The Disability Research Centre at Goldsmiths is a new interdisciplinary research grouping which will both conduct and promote research relating to disability and highlight the endemic nature of disablism. 12 November 2015 saw its launch with a series of talks delivered around the pertinent topic of disability and austerity. Joe Turnbull reports.
Academic research can often – justifiably – be seen as aloof from everyday concerns; insulated in an ivory tower or else ceaselessly self-referential and of little benefit to anyone but the cognoscenti. So the launch of the Disability Research Centre (DRC), even if it is explicitly critical of our disabling society, may not register with most disabled people outside of academia. But perhaps it should.
The DRC set out its stall with this launch event, by theming it around disability and austerity, as if announcing that this would be the type of research firmly rooted in, and aimed at the advancement of, the everyday realities of disabled people, beset on all sides by the political establishment. This was a shrewd move. The evening took the format of aurally delivered academic papers around the theme, with a short talk delivered by guest of honour, Baroness Jane Campbell.
In the month that marked the 20th anniversary of the Disability Discrimination Act, Campbell – who was instrumental in bringing about the legislation – recalled what a vital role academic research had played in the campaign. She cited the influence of Professor Colin Barnes’s seminal Disabled People in Britain and Discrimination for the campaign: “at last the case was made. And of course, the rest is history”.
She also lauded her close friend Michael Oliver’s writings on the social model, “that liberated hundreds of thousands of disabled people just like me”. Campbell concluded that she felt the DRC would be vital ally to disabled people in the years ahead.
Prof. Dan Goodley kicked off the academic talks with a piece co-authored with Rebbeca Lawthom, which the other pieces were written in response to. Goodley spoke about the ‘cruel optimism’ of austerity:
“an idea that the reduction of public expenditure and the rolling back of welfare necessarily permits the autonomous, ready and able worker to step in (and we mean step in, not roll in) to the breach; to fill the empty spaces left by a receding welfare system.”
Goodley and Lawthom gravely acknowledged that this is a matter of life and death for many disabled people. But they also see some reasons for hope. Hope in new social theories like Jasbir Puar’s concept of ‘debility,’ which posits that everyone, disabled and non-disabled alike, are victims of the impossible standards of neoliberal ableism – a thought that may foreground collective action among a broad spectrum of oppressed people. And hope in the inclusive and creative nature of campaigns like the Justice for LB campaign – which demands justice for the ‘entirely preventable’ death of Connor Wickham in an NHS hospital.
Elsewhere, Lisa Blackman drew a parallel between the current climate of austerity with the AIDS crisis of the 1980s. Both periods are typified by the decimation of communities: the latter as a result of the inertia of governments; the former being marked by the direct actions of governments which are “the prime driver of the brutalities being wreaked upon people living with disabilities”. Blackman was sympathetic to Puar’s notion of debility as a unifying tool but warned against it becoming totalising and noted how important it is to be aware of differences in class, race, gender and sexuality.
Andrew Power described austerity as a “nightmarish Tory fairy-tale of epic proportions,” but was also keen to point out areas for optimism. Alongside more obvious direct action like the #ATOSKills campaign, he spoke about less obvious forms of resistance, or ‘quiet politics’. He used the example of work he has been doing with learning-disabled adults in Southampton, finding that they were “self-building” their own safe-havens and support networks in order to get by in the context of austerity.

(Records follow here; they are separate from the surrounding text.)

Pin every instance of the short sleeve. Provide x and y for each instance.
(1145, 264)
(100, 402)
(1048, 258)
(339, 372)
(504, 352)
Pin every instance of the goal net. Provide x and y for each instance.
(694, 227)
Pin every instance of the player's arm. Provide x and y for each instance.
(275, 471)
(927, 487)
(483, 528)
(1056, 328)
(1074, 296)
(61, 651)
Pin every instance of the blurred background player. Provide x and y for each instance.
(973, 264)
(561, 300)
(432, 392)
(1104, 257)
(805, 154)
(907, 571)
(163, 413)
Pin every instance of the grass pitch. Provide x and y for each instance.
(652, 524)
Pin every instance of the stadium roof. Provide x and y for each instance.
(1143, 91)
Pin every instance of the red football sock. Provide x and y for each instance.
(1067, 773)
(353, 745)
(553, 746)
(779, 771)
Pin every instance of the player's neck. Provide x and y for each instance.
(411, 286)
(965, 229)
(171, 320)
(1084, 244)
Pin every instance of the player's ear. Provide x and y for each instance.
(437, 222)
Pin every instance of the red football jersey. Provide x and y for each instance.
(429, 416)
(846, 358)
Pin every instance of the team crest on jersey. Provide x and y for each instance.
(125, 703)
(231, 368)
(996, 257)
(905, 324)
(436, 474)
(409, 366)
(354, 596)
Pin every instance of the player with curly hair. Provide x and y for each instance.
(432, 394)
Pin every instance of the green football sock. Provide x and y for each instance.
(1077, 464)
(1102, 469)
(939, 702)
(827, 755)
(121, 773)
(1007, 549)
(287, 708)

Finally, Monica Greco spoke about the neurotic fantasy of neoliberalism which forces everyone to live up to impossible standards of being ‘healthy’ and ‘normal’. As a result of this, and the predominance of rational ‘evidence-based’ medicine, those who are ill or impaired find themselves constantly having to prove it – redirecting their energy on enacting illness rather than getting better.
To soften the academic bent of the evening an exhibition of photographs, Over the Hill which documents Tim Andrews’s journey with Parkinson’s taken over seven years, was on display outside. It was a magical yet haunting collection of images taken by different photographers. Three films from Oska Bright 2015 also rounded the evening off.
If there was a take-home message, it was that theory and action cannot exist independently of one another; you cannot have effective direct action without a theoretical framework to carry it out. Just maybe, the DRC may give birth to theories that will have has a big a positive impact on the disabled people’s movement against austerity as the social model has had since the 1990s.